Correlation

With separate controls for power, thermal, and IR-drop analyses, InVar can be used in either native or compatibility mode.

In native mode, InVar operates in a continuous space of voltage and temperature. This is the unique feature that allows InVar to deliver real life physical measurements.

No other sign-off tool on the market can provide real life accuracy of individual voltage and temperature assigned to every element of IC design. All other analysis tools operate in corners without taking into account mutual inter-dependency of power, temperature, voltage drop, and timing analysis processes. Even SPICE simulators have no dynamic temperature feedback built into the tool.

In compatibility mode, InVar uses corner based analysis approach for compatibility with other sign-off tools. This mode is important if user wants to do correlation of analysis results.

Correlation with other analysis tools

Majority of the existing analysis tools just bundle standalone analysis engines and perform particular types of analysis separately, and that causes inaccuracy of analysis results.

Unfortunately, analysis “in corners” is a “standard” way of doing analysis. InVar can work in this mode also, and it is important for InVar to correlate with other sign-off tools in this mode.

Power correlation in compatibility mode

 

 

Each dot represents the same cell with reference power by X and power reported in InVar by Y.

Linear approximation gives:

Y = 1.016 * X - 0.016

Maximum difference = 1.128 uW

 

IR-drop correlation in compatibility mode

 

 

Each dot represents the same cell with reference voltage drop by X and voltage drop reported in InVar by Y.

Linear approximation gives:

Y = 1.046 * X + 0.005

Maximum difference = 0.11 mV

 

 

For this particular design, correlation averages out to 1% for power analysis and to 4.6% for IR-drop analysis in compatibility mode.

In native analysis mode ( i.e., concurrent analysis of power, temperature, and IR-drop in continuous analysis space), correlation results become very different. Note: Reference sign-off still uses old good corner-based approach.

Power correlation in native mode

 

 

Each dot represents the same cell with reference power by X and power reported in InVar by Y.

Linear approximation gives:

Y = 1.136 * X - 0.049

Maximum difference = 9.055 uW

 

IR-drop correlation in native mode

 

 

Each dot represents the same cell with reference voltage drop by X and voltage drop reported in InVar by Y.

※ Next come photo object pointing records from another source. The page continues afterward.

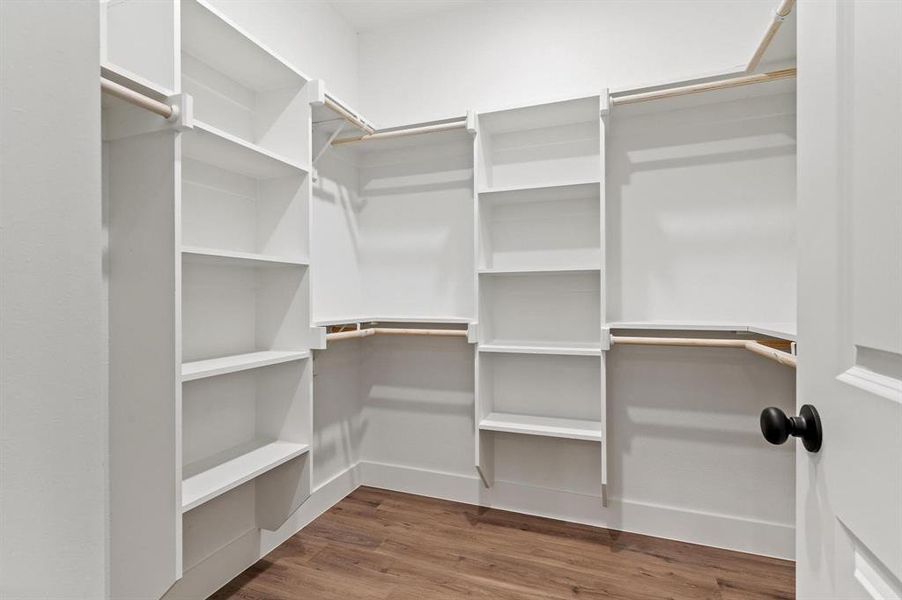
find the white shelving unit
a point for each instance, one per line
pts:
(246, 290)
(571, 429)
(201, 484)
(231, 153)
(224, 365)
(539, 255)
(211, 369)
(230, 257)
(559, 349)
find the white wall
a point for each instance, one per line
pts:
(53, 416)
(500, 53)
(310, 35)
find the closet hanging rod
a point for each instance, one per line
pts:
(779, 16)
(355, 333)
(347, 115)
(394, 133)
(138, 99)
(697, 88)
(784, 358)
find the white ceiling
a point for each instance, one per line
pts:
(365, 15)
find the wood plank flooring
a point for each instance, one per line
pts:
(381, 545)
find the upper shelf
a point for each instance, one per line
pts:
(571, 429)
(208, 144)
(216, 256)
(212, 367)
(784, 331)
(214, 39)
(525, 193)
(776, 87)
(406, 319)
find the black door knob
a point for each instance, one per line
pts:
(777, 427)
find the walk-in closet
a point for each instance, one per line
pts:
(392, 299)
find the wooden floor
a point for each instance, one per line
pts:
(384, 545)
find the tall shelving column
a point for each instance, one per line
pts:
(247, 383)
(539, 231)
(142, 195)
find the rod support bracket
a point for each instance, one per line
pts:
(605, 339)
(605, 107)
(182, 117)
(471, 122)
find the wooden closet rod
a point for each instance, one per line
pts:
(779, 16)
(343, 335)
(784, 358)
(347, 115)
(697, 88)
(138, 99)
(384, 135)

Linear approximation gives:

Y = 1.321 * X - 0.082

Maximum difference = 1.86 mV

 

 

For this particular design, correlation averages out to 13% difference for power analysis and to 32% difference for IR-drop analysis.  This is significantly larger than difference between InVar and  reference sign-off data in compatibility mode.

Conclusion

If user is required to perform standard corner based analysis, InVar will replace up to four tools and provide accuracy that is on a par with other sign-off analysis tools. With concurrent analysis turned on (to provide accurate simulation of real world behavior), difference with other tools becomes significantly larger. That means that “standard” analysis is not precise for modern technology nodes, and only InVar satisfies demand for more accurate and reliable analysis.